L’Académie des Beaux-Arts s’engage contre la censure des œuvres d’art sur les plateformes de diffusion numérique qui interdisent toute nudité sans distinction de support.
« Couvrez ce sein que je ne saurais voir ». Les plateformes de diffusion des œuvres d’art (c’est-à-dire principalement les réseaux sociaux) n’autorisent pas la vision de tétons ou de sexes féminins et suppriment par conséquent toute image où elles en repèrent. Si ce type d’algorithme est pertinent pour traquer les images à vocation pornographique, il devient dévastateur lorsqu’il conduit à la censure sans autre forme de procès d’un nu de Schiele ou une sculpture paléolithique. L’Académie des Beaux-Arts a décidé de dénoncer, ce 16 février, cette censure irrationnelle et dangereuse de l’art sur Internet.
Courbet, Delacroix, même combat
« Les exemples de censure sur les réseaux sociaux sont innombrables et entravent considérablement, chaque jour un peu plus, la promotion de l’art sur ces médias incontournables », dénonce l’Académie des Beaux-Arts dont l’une des missions au sein de l’Institut de France est précisément d’encourager la création artistique et de défendre le patrimoine culturel français. L’Origine du Monde de Gustave Courbet, ou La Liberté guidant le peuple d’Eugène Delacroix font partie des œuvres, pourtant mondialement célèbres et déterminantes dans l’histoire de l’art, dont les réseaux sociaux, tels que Facebook, Instagram ou TikTok, entendent protéger nos âmes pures.
Toutes deux ont en effet déjà été à l’origine de la suppression de publications ou de fermetures de comptes d’internautes car leur diffusion était jugée contraire aux conditions d’utilisation des plateformes en question. Pourtant, la première, créée en 1866, est exposée au musée d’Orsay depuis 1995 après avoir été tenue secrète et montrée seulement à un public averti pendant plus d’un siècle. La seconde est une icône nationale (et au-delà) qui ornait, il y a bien longtemps de cela (dans une galaxie lointaine, très lointaine…) les billets de 100 francs dits « Delacroix ». Autant dire que ces deux nus ont largement intégré la culture populaire et que la nudité supposée sulfureuse qu’elles offrent à la vue de tous ne choque à vrai dire plus grand monde.
PaloélithiX
Malheureusement, algorithmes et intelligences artificielles, chargés de la grande purge des réseaux sociaux, n’ont pas suivi de cours d’histoire culturelle ou d’iconographie, et dans leur chasse aux contenus indésirables (louable et nécessaire dans le principe), ils mettent pêle-mêle à l’index images à vocation pornographiques, selfies trop aguicheurs et chefs-d’œuvre de musées. On se souvient notamment que la Vénus de Willendorf, icône de l’art paléolithique façonnée il y a plus de 30 000 ans et conservée au musée d’histoire naturelle de Vienne, avait été censurée sur Facebook en 2017.

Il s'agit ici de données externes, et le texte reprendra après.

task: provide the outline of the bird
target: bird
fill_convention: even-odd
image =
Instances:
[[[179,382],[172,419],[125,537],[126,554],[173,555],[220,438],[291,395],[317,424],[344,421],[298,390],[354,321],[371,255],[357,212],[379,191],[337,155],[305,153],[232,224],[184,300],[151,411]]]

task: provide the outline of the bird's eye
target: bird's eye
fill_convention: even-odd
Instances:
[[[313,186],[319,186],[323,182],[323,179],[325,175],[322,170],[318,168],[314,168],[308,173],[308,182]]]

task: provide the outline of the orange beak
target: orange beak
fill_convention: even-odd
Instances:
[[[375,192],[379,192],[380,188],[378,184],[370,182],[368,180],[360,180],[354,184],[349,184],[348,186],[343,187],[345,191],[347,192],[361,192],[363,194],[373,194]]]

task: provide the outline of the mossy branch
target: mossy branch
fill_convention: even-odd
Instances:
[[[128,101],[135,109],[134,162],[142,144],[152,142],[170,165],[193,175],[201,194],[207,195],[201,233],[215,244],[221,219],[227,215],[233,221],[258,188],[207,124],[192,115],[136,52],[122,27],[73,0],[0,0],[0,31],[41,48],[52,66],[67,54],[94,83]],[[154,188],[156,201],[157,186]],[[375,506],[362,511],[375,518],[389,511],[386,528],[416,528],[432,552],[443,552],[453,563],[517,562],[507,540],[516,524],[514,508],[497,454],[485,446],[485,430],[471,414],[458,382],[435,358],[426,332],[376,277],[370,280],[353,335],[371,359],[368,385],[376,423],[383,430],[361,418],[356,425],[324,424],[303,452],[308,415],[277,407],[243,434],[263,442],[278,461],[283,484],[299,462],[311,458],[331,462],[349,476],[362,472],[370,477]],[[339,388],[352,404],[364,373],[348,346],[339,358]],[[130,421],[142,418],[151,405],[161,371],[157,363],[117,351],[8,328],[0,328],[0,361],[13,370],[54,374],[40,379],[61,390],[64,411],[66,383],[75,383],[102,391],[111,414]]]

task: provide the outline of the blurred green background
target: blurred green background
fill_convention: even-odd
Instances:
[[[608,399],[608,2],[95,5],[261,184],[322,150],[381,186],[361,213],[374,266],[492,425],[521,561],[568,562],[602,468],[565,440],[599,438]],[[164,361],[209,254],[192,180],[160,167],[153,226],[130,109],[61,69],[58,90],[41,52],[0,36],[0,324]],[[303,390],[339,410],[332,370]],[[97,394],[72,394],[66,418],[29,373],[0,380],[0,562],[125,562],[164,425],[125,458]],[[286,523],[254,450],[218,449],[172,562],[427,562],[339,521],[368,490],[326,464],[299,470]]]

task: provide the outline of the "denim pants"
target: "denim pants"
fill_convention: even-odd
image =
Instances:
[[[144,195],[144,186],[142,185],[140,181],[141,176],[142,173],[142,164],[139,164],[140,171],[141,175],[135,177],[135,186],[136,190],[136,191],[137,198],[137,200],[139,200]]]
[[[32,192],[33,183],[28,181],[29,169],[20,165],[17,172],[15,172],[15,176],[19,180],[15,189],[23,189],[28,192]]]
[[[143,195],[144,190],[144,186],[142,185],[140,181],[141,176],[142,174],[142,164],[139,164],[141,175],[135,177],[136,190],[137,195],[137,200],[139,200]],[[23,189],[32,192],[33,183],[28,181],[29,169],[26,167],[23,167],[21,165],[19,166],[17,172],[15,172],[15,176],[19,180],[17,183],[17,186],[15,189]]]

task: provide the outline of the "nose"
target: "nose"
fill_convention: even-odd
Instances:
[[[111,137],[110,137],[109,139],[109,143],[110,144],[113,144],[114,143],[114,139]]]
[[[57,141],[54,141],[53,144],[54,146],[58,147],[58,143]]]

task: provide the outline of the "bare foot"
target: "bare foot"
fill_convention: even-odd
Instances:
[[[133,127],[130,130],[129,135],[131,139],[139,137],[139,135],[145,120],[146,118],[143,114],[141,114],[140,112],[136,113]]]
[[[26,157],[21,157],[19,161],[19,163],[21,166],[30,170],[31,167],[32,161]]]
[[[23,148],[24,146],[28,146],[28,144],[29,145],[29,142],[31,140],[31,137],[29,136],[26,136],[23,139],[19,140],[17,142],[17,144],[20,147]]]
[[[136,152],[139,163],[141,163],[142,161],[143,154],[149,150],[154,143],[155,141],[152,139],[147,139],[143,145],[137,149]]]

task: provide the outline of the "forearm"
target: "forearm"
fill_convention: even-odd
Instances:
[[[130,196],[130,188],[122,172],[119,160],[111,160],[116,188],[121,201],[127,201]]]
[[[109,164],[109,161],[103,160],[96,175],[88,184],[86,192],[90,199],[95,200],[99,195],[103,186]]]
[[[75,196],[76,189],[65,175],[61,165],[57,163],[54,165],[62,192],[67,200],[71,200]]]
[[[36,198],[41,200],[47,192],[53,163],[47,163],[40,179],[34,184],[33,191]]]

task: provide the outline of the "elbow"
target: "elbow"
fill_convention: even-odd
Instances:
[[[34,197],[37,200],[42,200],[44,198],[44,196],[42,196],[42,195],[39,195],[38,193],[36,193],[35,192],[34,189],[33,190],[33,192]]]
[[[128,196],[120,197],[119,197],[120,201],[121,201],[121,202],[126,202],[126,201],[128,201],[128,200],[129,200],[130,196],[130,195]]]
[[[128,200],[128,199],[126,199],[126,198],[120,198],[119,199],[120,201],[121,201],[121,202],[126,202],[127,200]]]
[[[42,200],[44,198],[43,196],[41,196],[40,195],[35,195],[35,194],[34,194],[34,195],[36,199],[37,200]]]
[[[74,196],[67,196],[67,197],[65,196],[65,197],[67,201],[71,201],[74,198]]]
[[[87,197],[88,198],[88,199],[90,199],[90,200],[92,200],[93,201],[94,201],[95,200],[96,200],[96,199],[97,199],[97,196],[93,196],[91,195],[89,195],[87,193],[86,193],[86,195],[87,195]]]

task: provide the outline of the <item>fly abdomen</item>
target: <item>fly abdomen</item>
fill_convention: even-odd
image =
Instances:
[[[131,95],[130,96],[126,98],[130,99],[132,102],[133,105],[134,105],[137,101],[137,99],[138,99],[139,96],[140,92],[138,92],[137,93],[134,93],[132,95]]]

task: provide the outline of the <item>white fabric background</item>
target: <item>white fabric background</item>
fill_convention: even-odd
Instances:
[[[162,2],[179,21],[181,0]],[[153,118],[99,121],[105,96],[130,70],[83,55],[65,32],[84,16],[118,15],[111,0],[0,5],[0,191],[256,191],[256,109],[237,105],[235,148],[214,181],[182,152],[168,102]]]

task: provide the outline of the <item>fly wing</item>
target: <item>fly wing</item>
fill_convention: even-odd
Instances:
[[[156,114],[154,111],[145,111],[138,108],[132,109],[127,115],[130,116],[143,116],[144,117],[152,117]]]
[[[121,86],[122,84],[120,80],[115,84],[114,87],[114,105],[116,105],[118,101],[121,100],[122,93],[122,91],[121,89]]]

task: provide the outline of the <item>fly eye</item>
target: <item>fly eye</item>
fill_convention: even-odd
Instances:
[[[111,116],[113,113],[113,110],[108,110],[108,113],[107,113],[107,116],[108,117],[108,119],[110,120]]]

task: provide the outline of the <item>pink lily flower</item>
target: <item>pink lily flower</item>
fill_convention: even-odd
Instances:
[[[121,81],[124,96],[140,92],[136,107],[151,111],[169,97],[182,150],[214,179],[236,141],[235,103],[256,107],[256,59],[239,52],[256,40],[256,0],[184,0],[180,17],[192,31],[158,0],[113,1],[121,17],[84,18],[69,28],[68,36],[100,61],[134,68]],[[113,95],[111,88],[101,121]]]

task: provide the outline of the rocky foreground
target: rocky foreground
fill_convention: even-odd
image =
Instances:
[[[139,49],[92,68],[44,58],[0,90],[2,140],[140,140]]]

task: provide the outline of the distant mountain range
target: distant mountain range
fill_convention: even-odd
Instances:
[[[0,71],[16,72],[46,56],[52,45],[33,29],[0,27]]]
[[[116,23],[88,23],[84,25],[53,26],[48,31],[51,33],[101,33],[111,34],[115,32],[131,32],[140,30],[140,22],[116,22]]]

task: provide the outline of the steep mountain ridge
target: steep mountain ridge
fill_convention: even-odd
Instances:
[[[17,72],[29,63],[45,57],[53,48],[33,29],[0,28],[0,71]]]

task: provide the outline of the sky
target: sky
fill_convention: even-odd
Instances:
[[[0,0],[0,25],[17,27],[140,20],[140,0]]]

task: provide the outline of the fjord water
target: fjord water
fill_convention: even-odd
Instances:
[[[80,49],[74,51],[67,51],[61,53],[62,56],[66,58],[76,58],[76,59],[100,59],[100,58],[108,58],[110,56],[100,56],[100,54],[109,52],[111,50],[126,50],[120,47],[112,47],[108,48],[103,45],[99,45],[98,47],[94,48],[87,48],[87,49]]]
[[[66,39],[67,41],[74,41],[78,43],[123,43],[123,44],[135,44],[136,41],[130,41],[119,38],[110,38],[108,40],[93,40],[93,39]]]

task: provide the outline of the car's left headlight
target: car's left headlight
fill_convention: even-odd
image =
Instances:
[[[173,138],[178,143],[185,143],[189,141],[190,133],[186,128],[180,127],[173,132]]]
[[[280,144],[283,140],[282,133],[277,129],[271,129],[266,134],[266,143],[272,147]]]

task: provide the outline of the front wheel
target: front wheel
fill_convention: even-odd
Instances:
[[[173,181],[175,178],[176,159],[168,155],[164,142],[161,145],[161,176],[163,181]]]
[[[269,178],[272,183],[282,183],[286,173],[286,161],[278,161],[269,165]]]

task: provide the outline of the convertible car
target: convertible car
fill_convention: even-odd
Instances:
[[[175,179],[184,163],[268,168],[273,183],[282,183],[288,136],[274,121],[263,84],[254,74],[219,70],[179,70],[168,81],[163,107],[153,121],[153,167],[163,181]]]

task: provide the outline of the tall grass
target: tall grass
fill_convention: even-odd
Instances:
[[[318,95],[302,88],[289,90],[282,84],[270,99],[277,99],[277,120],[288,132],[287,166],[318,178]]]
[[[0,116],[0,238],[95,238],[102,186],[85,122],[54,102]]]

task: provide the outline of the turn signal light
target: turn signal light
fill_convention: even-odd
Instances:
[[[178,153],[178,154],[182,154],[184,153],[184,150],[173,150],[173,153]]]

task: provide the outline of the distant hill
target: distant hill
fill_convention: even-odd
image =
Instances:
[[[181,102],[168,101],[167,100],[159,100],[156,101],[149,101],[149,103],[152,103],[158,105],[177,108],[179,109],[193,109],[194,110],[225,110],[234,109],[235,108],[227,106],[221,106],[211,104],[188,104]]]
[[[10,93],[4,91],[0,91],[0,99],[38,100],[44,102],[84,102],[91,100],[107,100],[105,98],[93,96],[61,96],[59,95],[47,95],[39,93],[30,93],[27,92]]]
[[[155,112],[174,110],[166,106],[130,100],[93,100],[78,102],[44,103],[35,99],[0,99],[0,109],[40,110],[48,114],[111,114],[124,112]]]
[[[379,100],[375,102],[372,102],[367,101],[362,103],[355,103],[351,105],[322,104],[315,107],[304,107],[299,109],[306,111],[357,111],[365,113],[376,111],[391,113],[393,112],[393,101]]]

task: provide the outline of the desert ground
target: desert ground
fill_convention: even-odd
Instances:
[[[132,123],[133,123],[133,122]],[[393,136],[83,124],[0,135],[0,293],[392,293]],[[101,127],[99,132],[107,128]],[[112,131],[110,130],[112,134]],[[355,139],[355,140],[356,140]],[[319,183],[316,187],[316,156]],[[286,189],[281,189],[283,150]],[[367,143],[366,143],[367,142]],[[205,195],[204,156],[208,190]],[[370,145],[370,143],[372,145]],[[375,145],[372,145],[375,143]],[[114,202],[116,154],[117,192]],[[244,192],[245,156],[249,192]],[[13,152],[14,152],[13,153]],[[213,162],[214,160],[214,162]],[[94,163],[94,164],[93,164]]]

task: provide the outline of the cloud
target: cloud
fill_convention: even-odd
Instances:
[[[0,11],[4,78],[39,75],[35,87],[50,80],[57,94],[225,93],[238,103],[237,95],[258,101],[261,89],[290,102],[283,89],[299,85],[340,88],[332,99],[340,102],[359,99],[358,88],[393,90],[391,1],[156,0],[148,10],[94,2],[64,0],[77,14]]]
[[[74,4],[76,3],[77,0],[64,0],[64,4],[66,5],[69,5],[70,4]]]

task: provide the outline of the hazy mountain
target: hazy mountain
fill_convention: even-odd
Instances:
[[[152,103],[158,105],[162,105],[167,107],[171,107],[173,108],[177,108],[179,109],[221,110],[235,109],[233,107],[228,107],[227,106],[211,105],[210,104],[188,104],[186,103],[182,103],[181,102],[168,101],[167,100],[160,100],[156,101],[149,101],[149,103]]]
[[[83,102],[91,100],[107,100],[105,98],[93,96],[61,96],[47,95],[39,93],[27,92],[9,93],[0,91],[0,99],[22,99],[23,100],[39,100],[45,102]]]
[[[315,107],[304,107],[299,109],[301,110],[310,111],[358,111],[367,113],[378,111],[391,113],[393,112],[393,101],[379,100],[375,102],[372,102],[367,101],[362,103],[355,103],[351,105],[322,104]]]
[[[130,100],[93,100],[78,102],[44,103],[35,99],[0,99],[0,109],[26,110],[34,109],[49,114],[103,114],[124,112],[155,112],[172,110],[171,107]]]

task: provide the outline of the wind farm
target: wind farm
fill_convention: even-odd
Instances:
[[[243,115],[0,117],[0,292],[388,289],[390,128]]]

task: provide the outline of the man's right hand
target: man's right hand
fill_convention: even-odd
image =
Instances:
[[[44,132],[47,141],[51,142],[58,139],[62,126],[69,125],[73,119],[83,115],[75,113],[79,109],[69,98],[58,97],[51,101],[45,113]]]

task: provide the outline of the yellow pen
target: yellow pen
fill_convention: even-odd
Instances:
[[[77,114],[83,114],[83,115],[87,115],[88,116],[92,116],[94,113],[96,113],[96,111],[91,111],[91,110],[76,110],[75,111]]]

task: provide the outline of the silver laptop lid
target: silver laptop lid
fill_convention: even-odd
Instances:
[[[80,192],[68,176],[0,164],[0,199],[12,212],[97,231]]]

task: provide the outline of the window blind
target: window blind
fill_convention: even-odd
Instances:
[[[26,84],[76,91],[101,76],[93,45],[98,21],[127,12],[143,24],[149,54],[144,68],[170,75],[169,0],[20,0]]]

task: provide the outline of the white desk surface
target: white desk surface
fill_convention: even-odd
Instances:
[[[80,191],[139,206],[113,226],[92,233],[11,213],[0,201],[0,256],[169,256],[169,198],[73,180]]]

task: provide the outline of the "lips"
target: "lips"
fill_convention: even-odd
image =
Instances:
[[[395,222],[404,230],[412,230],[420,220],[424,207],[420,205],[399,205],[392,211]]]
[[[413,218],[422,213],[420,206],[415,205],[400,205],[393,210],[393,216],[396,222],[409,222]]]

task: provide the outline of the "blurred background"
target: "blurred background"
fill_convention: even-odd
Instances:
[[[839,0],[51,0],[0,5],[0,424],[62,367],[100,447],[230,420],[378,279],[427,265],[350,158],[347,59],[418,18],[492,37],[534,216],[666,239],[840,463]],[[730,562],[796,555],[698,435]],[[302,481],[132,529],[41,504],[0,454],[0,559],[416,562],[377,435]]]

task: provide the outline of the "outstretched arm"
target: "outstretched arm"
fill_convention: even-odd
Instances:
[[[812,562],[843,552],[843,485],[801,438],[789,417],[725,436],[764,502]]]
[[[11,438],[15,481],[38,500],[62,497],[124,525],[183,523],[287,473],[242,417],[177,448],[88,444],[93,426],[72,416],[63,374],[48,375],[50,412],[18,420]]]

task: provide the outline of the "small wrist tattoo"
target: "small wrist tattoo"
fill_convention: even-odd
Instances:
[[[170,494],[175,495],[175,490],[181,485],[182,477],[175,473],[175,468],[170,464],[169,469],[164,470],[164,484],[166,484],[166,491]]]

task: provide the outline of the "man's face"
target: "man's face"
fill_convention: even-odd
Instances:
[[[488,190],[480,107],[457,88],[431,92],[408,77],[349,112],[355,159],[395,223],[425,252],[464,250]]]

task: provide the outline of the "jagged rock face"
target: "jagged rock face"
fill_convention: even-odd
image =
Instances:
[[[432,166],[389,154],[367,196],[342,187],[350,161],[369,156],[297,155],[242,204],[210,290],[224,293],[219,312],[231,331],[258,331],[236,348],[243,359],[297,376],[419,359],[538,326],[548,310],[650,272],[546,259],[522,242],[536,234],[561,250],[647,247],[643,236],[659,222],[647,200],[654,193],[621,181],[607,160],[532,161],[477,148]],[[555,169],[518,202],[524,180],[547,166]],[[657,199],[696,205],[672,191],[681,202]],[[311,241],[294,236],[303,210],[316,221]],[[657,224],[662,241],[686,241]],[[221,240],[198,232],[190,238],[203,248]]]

Christian Koeberl, le directeur général du musée avait alors déjà dénoncé l’absurdité de cette démarche : « Il n’y a jamais eu de plainte de visiteurs concernant la nudité de la figurine. Il n’y a aucune raison […] de couvrir la Vénus de Willendorf et de cacher sa nudité, ni au musée ni sur les réseaux sociaux ». Facebook avait présenté ses excuses quelques jours plus tard, précisant que leur « politique en matière de publicité ne permet pas la nudité ou la nudité suggérée » mais « qu’ils faisaient une exception pour les statues, et qu’à ce titre cette annonce aurait dû être approuvée ».
Une situation ubuesque
Face à cette « situation ubuesque », les membres de l’Académie appellent « à se poser la question de la liberté de la diffusion de l’information et des moyens à mettre en œuvre pour la protéger », expliquant que « les plateformes de diffusion ne sauraient s’arroger le droit de censurer la diffusion d’une œuvre d’art au seul motif que la représentation de celle-ci n’entre pas complètement dans les critères qu’elles ont établis ».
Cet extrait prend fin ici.